How do we know if we can provide Affordable Housing?

August 20th 2018

Ryan Greenaway-McGrevey’s article examining the effectiveness of Auckland’s Unitary Plan asks, ‘how do we know if The Plan is ‘improving housing affordability’’, a very pertinent question. McGrevey uses an algorithm derived from an index developed in the US in the 1980s that looked at measuring the change in price of ‘single-family detached residences’ using the ‘repeat sales method’. One of the problems with applying the Case-Schiller Index, as it is called, to NZ is that it only measures changes in the same property (bone fide sales) over x amount of time, and excludes new builds. McGrevey’s results indicate that existing standalone homes tend to sell for more over a given period than high density developments. This approach may give a ‘long-game’ context for affordable housing under AUP if the intention is to keep ‘spreading’ out in a new modified kiwi acre, but it is very difficult to assess how new high-density development may address housing affordability without relevant data.

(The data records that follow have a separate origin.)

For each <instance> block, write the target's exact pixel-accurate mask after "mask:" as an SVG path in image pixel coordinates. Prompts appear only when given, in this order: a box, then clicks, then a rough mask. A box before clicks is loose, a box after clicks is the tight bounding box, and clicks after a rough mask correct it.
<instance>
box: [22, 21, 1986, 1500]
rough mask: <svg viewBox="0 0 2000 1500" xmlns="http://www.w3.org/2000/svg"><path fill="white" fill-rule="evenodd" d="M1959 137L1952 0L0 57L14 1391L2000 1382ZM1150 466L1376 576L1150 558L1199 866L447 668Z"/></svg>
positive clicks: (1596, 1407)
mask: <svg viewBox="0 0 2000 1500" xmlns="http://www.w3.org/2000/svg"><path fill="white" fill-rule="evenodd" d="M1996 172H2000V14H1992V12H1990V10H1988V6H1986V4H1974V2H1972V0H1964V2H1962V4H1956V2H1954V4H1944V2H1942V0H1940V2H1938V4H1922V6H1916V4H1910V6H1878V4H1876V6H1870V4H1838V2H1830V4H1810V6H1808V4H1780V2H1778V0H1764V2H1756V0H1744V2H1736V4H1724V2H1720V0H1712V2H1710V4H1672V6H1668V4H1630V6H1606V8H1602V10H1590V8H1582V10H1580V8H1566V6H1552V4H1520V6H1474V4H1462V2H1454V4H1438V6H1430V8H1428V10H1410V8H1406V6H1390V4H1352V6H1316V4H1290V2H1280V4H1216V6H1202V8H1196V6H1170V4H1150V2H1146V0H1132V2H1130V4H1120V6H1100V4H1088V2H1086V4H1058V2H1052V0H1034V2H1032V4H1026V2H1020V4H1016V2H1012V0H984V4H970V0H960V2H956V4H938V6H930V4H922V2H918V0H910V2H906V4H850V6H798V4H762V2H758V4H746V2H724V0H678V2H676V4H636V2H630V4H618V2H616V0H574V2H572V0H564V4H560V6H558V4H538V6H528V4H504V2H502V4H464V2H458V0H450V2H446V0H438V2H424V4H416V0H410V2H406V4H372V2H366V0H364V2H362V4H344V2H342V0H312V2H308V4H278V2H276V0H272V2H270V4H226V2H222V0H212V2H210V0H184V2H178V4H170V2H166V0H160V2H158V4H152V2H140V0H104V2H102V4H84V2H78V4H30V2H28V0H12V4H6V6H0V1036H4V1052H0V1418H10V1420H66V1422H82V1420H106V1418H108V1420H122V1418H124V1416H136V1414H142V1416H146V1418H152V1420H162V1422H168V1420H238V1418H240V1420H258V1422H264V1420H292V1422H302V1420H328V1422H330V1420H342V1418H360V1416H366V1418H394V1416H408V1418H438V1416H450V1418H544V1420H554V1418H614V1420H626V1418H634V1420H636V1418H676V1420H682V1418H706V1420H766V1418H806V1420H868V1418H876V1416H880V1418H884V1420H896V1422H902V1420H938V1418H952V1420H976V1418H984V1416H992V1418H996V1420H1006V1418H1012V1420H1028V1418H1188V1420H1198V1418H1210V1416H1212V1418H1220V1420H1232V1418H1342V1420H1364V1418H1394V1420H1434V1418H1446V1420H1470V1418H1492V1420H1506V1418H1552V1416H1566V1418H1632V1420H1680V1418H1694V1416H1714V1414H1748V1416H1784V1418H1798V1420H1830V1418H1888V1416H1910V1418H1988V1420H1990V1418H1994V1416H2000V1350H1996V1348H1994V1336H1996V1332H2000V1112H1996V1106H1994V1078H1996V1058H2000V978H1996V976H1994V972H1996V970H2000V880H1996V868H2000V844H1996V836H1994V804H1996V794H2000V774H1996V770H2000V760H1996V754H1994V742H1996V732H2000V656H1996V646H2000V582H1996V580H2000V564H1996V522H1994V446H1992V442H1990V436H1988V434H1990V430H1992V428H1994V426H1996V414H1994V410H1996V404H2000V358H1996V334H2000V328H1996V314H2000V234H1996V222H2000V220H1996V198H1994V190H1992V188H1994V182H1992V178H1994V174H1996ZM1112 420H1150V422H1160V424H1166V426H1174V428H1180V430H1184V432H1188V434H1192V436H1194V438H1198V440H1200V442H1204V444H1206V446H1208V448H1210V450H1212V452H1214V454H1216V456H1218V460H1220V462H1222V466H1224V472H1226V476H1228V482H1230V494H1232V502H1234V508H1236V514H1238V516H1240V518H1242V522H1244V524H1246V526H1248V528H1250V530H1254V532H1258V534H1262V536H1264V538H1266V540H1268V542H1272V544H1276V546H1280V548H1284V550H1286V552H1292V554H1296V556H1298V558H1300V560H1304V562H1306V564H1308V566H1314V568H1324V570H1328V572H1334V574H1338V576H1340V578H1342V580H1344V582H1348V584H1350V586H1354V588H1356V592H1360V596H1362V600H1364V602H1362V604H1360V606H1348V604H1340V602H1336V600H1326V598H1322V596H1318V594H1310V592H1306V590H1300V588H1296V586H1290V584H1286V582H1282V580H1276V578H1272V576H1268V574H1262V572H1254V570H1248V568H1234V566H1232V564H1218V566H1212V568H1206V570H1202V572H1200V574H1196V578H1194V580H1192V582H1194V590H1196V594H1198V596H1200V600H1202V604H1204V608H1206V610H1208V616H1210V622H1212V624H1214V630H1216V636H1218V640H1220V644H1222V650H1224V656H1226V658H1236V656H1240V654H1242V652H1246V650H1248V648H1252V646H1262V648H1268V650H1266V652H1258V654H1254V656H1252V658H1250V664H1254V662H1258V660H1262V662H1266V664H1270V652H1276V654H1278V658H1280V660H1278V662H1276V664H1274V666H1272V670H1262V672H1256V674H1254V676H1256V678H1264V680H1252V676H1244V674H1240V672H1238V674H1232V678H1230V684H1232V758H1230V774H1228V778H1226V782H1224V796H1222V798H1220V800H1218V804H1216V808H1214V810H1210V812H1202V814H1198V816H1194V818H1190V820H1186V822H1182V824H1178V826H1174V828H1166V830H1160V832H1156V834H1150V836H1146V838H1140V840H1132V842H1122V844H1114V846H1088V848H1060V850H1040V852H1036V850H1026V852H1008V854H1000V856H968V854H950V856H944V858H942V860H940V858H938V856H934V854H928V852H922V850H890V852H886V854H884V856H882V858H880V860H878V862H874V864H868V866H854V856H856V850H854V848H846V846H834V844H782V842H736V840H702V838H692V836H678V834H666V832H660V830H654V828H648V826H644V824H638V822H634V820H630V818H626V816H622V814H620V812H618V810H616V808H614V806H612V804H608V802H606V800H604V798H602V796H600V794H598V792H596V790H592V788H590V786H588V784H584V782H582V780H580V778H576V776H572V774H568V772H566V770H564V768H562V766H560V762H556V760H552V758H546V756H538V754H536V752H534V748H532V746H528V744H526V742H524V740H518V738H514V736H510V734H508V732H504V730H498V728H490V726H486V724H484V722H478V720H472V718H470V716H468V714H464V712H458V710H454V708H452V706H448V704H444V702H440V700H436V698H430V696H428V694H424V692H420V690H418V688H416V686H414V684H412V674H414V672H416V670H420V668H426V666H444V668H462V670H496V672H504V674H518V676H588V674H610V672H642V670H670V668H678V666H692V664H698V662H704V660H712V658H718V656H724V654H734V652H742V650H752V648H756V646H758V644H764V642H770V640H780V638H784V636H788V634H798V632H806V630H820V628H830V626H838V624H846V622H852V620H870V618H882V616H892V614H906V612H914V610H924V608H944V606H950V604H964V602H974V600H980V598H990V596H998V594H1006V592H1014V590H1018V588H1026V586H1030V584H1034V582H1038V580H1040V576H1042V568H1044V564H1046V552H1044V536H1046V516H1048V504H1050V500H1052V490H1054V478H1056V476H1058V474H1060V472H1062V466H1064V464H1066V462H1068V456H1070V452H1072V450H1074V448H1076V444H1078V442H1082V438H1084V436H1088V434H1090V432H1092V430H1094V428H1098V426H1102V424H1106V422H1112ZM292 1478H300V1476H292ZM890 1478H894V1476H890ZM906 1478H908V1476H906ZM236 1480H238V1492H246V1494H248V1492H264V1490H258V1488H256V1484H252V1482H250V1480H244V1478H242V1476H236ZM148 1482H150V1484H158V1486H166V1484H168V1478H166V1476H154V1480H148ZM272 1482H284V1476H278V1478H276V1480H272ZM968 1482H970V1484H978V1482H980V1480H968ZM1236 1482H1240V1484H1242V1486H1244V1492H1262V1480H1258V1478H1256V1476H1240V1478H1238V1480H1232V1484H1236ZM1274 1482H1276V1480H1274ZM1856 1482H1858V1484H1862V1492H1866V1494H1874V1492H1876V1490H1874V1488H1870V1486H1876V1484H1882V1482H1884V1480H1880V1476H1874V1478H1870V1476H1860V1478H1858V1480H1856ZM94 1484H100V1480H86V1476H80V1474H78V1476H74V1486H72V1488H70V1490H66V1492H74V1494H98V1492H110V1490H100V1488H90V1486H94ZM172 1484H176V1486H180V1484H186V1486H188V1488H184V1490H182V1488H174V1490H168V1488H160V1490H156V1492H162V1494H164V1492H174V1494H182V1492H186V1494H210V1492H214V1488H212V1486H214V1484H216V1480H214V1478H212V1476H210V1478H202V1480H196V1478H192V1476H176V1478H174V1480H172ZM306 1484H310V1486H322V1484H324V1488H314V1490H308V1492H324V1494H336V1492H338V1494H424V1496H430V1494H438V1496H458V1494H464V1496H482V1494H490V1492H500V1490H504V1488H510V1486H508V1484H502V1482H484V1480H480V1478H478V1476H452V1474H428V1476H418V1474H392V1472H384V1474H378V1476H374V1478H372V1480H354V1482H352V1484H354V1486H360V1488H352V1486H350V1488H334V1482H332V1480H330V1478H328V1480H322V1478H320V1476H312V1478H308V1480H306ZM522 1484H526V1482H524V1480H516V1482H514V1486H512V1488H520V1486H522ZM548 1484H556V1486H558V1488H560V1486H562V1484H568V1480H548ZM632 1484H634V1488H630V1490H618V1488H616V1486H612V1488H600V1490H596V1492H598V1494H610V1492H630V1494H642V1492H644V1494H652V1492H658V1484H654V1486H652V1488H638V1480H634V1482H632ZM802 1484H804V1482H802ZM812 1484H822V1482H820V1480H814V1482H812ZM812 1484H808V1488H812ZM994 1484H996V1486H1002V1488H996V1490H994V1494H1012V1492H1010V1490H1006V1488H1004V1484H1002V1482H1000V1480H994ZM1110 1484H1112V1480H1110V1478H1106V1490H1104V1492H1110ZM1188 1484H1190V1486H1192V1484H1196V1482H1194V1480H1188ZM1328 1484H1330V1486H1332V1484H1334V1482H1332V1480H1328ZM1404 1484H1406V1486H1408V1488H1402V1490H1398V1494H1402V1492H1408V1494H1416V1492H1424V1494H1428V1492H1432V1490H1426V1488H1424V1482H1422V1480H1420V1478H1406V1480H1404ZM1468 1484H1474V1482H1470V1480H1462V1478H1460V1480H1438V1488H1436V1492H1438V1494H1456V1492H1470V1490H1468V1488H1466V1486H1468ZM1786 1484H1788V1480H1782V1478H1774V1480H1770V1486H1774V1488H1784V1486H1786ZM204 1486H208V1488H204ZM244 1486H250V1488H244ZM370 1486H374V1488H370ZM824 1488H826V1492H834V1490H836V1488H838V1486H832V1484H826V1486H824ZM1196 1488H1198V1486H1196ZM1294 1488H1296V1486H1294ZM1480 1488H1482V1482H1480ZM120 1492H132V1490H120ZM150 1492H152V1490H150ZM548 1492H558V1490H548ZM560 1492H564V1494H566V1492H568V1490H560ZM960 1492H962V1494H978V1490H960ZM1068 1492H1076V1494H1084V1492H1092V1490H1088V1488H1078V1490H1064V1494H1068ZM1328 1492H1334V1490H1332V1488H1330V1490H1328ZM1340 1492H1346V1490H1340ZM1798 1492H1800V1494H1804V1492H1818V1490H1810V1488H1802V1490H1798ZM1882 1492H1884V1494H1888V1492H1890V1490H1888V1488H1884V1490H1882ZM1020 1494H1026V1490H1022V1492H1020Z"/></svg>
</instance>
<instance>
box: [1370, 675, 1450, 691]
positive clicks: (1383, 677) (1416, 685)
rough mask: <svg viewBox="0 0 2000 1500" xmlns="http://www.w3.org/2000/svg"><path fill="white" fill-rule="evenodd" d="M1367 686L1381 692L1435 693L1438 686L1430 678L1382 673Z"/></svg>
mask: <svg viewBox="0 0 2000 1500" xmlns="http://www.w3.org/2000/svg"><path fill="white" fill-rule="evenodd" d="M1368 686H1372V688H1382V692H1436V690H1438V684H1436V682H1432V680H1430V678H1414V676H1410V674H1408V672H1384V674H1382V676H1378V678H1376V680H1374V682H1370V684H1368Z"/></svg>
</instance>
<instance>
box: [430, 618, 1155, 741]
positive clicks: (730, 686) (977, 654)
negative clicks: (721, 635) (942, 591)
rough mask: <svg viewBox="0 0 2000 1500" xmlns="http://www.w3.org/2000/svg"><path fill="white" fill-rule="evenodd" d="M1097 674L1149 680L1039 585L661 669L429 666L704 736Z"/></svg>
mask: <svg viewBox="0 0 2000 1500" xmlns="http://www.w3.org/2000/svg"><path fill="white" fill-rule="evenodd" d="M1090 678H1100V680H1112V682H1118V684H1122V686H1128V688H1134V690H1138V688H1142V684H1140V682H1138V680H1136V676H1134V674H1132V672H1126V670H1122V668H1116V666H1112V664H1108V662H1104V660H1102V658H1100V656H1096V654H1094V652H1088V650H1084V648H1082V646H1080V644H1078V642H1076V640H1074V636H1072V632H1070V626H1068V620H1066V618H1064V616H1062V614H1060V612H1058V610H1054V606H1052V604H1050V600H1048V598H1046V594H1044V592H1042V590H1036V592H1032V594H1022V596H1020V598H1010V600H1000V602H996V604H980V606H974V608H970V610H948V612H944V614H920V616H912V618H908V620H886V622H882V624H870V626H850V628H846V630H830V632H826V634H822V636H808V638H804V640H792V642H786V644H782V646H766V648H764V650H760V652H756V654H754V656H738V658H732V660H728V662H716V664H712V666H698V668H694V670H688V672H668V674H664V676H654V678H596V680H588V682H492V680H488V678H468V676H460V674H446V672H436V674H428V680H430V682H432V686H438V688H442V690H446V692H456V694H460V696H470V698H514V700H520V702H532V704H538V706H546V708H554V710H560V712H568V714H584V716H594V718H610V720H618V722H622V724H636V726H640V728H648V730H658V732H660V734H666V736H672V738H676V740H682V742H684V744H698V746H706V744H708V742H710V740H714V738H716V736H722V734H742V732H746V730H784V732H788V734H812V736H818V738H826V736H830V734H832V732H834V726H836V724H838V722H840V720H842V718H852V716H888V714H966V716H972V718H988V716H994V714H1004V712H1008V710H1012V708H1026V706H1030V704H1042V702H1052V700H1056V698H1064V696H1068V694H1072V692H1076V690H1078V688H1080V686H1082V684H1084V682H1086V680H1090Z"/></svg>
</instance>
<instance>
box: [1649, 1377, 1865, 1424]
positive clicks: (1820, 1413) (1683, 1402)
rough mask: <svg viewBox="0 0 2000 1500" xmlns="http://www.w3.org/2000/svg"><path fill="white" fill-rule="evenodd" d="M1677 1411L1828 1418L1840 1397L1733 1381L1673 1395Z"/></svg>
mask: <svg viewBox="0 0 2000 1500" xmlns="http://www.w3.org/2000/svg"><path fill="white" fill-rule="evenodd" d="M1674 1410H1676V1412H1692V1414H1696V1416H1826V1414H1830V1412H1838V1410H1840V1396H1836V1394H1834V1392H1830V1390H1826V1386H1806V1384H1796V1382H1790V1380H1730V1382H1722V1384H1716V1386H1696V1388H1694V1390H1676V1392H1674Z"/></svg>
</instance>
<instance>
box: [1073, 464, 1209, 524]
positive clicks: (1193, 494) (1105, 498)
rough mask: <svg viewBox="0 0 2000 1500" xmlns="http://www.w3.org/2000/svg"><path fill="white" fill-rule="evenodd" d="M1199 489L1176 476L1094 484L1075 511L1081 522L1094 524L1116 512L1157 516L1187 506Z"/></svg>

Investment Clients & Brokers ask me what the ROI is for different suburbs in fast -growing Hamilton, and I can reliably supply that information month by month from QV. The formula I use is;

ROI = % Capital Gain PA/2 years + % Gross Rental Return PA; this is free-market economics.

If we applied the same formula of ‘ROI’ to Affordable Housing and reverse engineered it, it might look something like this;

ROI (Affordable Housing) = % affordability (inflation adjusted + relative to income + serviceability) x % sustainability (inflation proofing + stringent inflation-linked capping); this is interventionist economics.

The biggest problem is that new developments are mainly developer-funded, and developer’s need their ROI to survive – or we have no more development. Affordable housing can only be achieved with state-funded or state-subsidised development that remains outside the influence of Capital Gain and Inflation, however this may be grossly inefficient and counter-productive.

I applaud McGrevey’s attempts to quantify how the AUP might work, and we urgently need more research as time is of the essence. The crisis is Now; as there is no such thing as ‘affordable housing’ in either Auckland or Hamilton. We need to know how to assess what might work, and we need to know very quickly.